Govt urged to regulate prices for medical supplies

Insurance groups say price transparency is important as it allows consumers to make informed choices


THE government should set benchmark prices for drugs and pharmaceutical supplies following its announcement to deregulate consultation fees of doctors in private clinics and hospitals, insurance associations say.

Life Insurance Association Malaysia (LIAM), Persatuan Insurans Am Malaysia (PIAM) and Malaysian Takaful Association (MTA) said in a joint statement yesterday that these items are essential to patients and it should be made affordable for them.
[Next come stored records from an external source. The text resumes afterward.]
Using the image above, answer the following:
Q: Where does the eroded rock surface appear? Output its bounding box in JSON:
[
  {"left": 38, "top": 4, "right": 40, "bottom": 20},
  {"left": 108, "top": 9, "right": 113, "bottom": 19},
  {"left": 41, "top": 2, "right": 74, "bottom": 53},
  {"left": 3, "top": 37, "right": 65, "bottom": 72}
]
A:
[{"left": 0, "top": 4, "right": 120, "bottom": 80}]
They also said price transparency is important as it allows consumers to make informed choices.

“We welcome the ministry’s move to mandate the disclosures of consultation fee up front and we believe that this should be extended to charges of common medical procedures in all private hospitals. This would help the public make informed decisions on the cost of treatment.

“In this regard, private hospitals in Malaysia should publish their actual average costs similar to what is currently practised in some countries,” the statement read.

Last week, Health Minister Datuk Seri Dr Dzulkefly Ahmad announced the Cabinet’s decision to deregulate the fee structures at private healthcares. He said the move would improve consumers’ ability to choose their doctors.

According to Dr Dzulkefly, the Cabinet had assessed the matter thoroughly and took into consideration the recommendations from the National Cost of Living Council.

Subsequently, on Monday, he said the ministry will engage with all stakeholders and gather their feedback over the move after various parties expressed concerns over possible hike in costs due to deregulation.

The current doctor’s charges for inpatient stays for non-surgical and surgical treatments are about 20% and 35% respectively.

The insurance associations further said that transparency in medical charges will encourage competition and help control prices in the long term.

The joint statement also cited Willis Towers Watson’s “2019 Global Medical Trends Survey Report” which revealed that Malaysia is among the highest in the region in terms of medical cost with 13.1% expected increase.

“If healthcare costs are not contained, increase in premiums for medical and health insurance will be inevitable.

“If medical insurance is no longer affordable, it will drive more patients to seek treatment at government hospitals. For self-paying patients, it will cost them more to seek treatment at private clinics and hospitals,” it added.